An inspection port is a removable deck plate that will allow you to access the inside of your hull. Even in a new boat like a Sunfish I typically install one right away so that I can keep the hull properly dried inside. Other reasons include access to the inside to allow for repairs or ports with "cat" bags can be installed to allow for storage. The job is not very complicated and can be accomplished in about 1/2 hour. The ports are available most commonly in 4,5 and 6" sizes. Some come with a "cat" bag that fits inside and allows for secure storage of small items such as keys or a can of Coke.

Where to put the port in will be determined by several factors: access to repair something specific; general maintenance; structural elements that should not have holes cut in them.

You will need: Inspection Port, Marine Caulk, Screws or rivets, Drill, Saber or Key hole saw, Center Punch, Compass Screwdriver and some tape

Step 2: Preparing to Cut the Hole.

Nobody blithely cuts a hole in their boat. Especially not a newer boat so choose the point where you want the port carefully.

Start by taking a center punch and making a small depression at the center of the circle. (Fig. 1) This will make a good centering point for your compass.

Fig. 1 Fig. 2

Using the compass draw a circle with a diameter corresponding to the port's manufacturers recommendations. (Fig. 2)

Using a drill with a 1/4 - 3/8" bit, drill a hole just inside the perimeter you have drawn. (Fig. 3)

Fig. 3

Step 3: Cutting the Hole

If you are using a Saber Saw use tape on the underside of the metal guide so that you won't scratch the fiber glass.

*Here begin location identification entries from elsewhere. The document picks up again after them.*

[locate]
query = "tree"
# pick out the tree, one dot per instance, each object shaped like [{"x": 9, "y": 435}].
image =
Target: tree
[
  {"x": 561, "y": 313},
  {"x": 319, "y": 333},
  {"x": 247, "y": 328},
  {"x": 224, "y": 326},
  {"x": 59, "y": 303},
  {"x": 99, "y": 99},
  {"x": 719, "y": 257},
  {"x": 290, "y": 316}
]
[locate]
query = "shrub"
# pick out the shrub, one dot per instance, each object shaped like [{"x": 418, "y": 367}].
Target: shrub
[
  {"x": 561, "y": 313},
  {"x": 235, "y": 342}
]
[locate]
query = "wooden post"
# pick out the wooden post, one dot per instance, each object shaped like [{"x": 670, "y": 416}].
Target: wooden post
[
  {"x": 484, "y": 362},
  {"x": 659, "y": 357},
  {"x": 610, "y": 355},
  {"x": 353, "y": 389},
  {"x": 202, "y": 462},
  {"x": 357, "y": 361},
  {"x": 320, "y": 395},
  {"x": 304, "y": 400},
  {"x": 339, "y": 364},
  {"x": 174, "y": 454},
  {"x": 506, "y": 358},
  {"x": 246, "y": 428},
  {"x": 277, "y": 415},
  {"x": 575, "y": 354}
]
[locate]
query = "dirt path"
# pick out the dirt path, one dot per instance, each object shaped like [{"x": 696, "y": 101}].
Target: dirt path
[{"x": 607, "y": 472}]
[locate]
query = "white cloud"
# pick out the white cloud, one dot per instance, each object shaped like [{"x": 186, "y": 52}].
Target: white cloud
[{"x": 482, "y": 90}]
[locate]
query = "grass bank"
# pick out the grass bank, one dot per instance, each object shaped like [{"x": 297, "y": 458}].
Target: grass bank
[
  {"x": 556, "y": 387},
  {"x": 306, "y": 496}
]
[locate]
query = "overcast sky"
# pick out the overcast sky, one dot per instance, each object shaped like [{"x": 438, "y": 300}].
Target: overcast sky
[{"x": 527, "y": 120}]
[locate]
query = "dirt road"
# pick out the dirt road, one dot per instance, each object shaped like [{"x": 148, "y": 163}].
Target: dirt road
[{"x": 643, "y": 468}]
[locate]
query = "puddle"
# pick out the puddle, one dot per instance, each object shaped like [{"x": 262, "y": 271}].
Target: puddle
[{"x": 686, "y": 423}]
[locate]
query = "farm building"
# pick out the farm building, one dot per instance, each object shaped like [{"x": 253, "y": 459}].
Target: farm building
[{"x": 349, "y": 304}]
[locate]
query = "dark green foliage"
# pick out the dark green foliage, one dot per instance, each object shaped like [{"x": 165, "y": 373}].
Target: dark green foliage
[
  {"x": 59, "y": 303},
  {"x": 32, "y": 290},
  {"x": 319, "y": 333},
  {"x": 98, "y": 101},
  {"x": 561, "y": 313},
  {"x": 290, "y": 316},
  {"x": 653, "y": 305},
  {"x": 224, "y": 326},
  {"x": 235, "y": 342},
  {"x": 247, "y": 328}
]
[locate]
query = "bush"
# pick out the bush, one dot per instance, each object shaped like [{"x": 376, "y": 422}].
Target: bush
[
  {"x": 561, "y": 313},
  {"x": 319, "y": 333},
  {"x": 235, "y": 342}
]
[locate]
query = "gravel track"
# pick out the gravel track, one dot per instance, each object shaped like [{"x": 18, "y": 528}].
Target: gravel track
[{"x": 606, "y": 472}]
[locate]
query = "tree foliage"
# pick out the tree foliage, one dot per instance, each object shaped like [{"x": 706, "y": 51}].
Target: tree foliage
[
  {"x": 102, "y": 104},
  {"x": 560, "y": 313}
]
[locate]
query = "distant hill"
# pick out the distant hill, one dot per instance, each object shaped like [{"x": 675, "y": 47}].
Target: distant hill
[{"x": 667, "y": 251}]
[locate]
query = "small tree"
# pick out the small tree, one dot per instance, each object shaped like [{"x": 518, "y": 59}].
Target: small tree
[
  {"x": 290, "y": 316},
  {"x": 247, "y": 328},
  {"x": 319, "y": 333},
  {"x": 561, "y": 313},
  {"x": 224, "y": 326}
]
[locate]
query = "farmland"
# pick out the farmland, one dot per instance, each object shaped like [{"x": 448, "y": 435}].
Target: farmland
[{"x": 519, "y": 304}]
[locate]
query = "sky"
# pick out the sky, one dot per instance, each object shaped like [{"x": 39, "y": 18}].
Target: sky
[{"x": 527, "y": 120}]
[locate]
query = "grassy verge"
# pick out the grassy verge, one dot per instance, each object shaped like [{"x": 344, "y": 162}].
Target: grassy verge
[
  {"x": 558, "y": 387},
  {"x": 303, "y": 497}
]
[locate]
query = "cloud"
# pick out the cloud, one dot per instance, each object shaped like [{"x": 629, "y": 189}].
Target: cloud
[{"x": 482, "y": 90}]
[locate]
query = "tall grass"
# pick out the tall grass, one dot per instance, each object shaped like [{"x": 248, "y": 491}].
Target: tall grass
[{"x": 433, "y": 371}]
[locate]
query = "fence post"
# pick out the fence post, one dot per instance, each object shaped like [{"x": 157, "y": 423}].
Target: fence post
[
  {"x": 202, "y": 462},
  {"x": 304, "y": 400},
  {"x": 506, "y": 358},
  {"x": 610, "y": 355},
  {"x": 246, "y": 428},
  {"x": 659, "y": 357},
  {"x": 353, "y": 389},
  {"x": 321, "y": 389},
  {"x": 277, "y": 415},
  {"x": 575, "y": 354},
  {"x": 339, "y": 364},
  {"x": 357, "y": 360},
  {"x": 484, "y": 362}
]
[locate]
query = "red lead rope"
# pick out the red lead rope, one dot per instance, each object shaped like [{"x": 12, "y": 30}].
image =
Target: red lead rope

You will want to use a metal cutting blade to cut the hole in the glass. It may take 2 or 3 blades to complete the job. (You would be amazed at how fast the fiberglass will abrade the saw teeth.) Also, the finer teeth will give you a smoother cut. Place the blade of the saw in though the hole and carefully cut along the line you drew with your compass. (Fig. 4) It is often easier to work your way from both sides of your starter hole than to try and cut all the way around in one sweep.

Fig. 4

When you are finished cutting, dry fit the port in the opening to make sure it fits. Readjust the hole as necessary.

Step 4: Mounting the Port.

Start by putting a thick bead of caulk around the perimeter of the hole. (Fig. 5)

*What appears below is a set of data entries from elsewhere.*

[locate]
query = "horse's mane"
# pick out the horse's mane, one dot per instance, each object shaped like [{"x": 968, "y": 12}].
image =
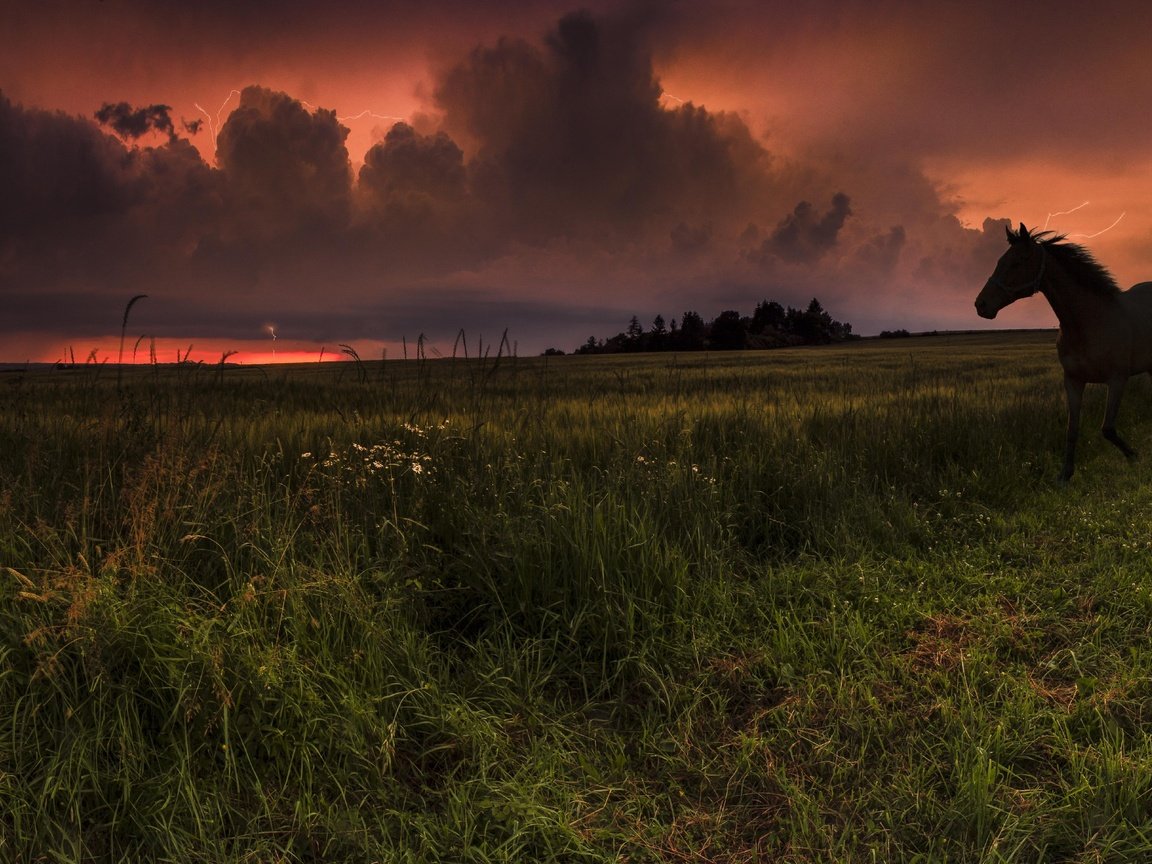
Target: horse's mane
[{"x": 1080, "y": 263}]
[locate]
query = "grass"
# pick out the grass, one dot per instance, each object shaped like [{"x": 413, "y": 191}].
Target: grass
[{"x": 805, "y": 605}]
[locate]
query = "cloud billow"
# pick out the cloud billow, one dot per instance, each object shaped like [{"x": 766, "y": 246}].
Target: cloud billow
[
  {"x": 803, "y": 236},
  {"x": 548, "y": 171}
]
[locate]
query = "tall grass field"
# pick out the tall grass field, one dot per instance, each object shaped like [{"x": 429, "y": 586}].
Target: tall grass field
[{"x": 806, "y": 605}]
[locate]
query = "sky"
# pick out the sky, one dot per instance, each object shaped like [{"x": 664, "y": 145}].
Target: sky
[{"x": 303, "y": 177}]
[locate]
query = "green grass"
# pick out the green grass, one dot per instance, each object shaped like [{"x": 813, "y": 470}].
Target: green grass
[{"x": 811, "y": 605}]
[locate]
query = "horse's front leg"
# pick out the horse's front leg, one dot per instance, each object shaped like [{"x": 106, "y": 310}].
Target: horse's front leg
[
  {"x": 1075, "y": 392},
  {"x": 1115, "y": 391}
]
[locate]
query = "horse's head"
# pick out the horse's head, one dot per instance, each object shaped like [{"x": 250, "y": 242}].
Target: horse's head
[{"x": 1018, "y": 273}]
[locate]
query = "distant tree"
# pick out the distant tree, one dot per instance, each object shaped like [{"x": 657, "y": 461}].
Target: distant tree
[
  {"x": 589, "y": 347},
  {"x": 657, "y": 338},
  {"x": 634, "y": 336},
  {"x": 768, "y": 317},
  {"x": 690, "y": 335},
  {"x": 728, "y": 332}
]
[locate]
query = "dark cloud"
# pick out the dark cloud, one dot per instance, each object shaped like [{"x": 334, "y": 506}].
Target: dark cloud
[
  {"x": 570, "y": 138},
  {"x": 881, "y": 252},
  {"x": 805, "y": 236},
  {"x": 688, "y": 239},
  {"x": 287, "y": 169},
  {"x": 57, "y": 173},
  {"x": 407, "y": 163},
  {"x": 546, "y": 169},
  {"x": 129, "y": 122}
]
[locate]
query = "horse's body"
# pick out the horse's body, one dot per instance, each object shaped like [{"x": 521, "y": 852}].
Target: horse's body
[{"x": 1105, "y": 332}]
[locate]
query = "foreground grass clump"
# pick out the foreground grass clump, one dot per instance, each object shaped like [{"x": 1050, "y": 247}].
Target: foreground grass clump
[{"x": 802, "y": 606}]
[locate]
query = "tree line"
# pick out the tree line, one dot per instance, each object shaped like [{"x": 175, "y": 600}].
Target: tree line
[{"x": 771, "y": 325}]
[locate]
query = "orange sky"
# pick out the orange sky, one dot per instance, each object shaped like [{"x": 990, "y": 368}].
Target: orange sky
[{"x": 568, "y": 190}]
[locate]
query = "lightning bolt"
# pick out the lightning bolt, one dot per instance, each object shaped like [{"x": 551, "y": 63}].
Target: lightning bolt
[
  {"x": 1063, "y": 212},
  {"x": 1086, "y": 236},
  {"x": 213, "y": 124},
  {"x": 1097, "y": 234}
]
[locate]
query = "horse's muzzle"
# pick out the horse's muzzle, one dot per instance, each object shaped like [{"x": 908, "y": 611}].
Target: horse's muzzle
[{"x": 990, "y": 302}]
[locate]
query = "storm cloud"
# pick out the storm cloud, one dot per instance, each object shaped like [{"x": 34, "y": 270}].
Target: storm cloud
[{"x": 543, "y": 171}]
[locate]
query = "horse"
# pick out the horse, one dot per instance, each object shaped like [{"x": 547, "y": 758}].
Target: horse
[{"x": 1105, "y": 332}]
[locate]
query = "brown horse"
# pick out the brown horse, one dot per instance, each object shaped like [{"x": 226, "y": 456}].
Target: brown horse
[{"x": 1105, "y": 333}]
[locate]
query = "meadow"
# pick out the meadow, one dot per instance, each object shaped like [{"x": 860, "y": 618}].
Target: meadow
[{"x": 805, "y": 605}]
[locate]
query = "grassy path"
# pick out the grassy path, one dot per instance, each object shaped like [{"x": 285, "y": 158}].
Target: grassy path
[{"x": 812, "y": 605}]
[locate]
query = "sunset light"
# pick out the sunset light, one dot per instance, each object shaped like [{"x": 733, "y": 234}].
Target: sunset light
[
  {"x": 575, "y": 431},
  {"x": 546, "y": 171}
]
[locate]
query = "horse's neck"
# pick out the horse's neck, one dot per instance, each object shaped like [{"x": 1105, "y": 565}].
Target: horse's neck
[{"x": 1077, "y": 309}]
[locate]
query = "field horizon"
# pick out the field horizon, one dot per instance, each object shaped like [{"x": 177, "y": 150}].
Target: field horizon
[{"x": 820, "y": 604}]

Insert the port into the hole and turn it 1/4 turn to make sure it is properly seated in the bed of caulk. (Fig. 6)

Fig. 6

You will finish the job by fastening the port in place with either screws or rivets. Drill only one hole at a time. Then put a dab of caulk in the hole and finish it off with a rivet or screw. Then do the hole on the opposite side of the rim the same way. By doing the holes one at a time you will avoid mislocating holes. By working on opposite screws you will avoid inadvertently distorting the rim of the port and ruining it's water tight integrity.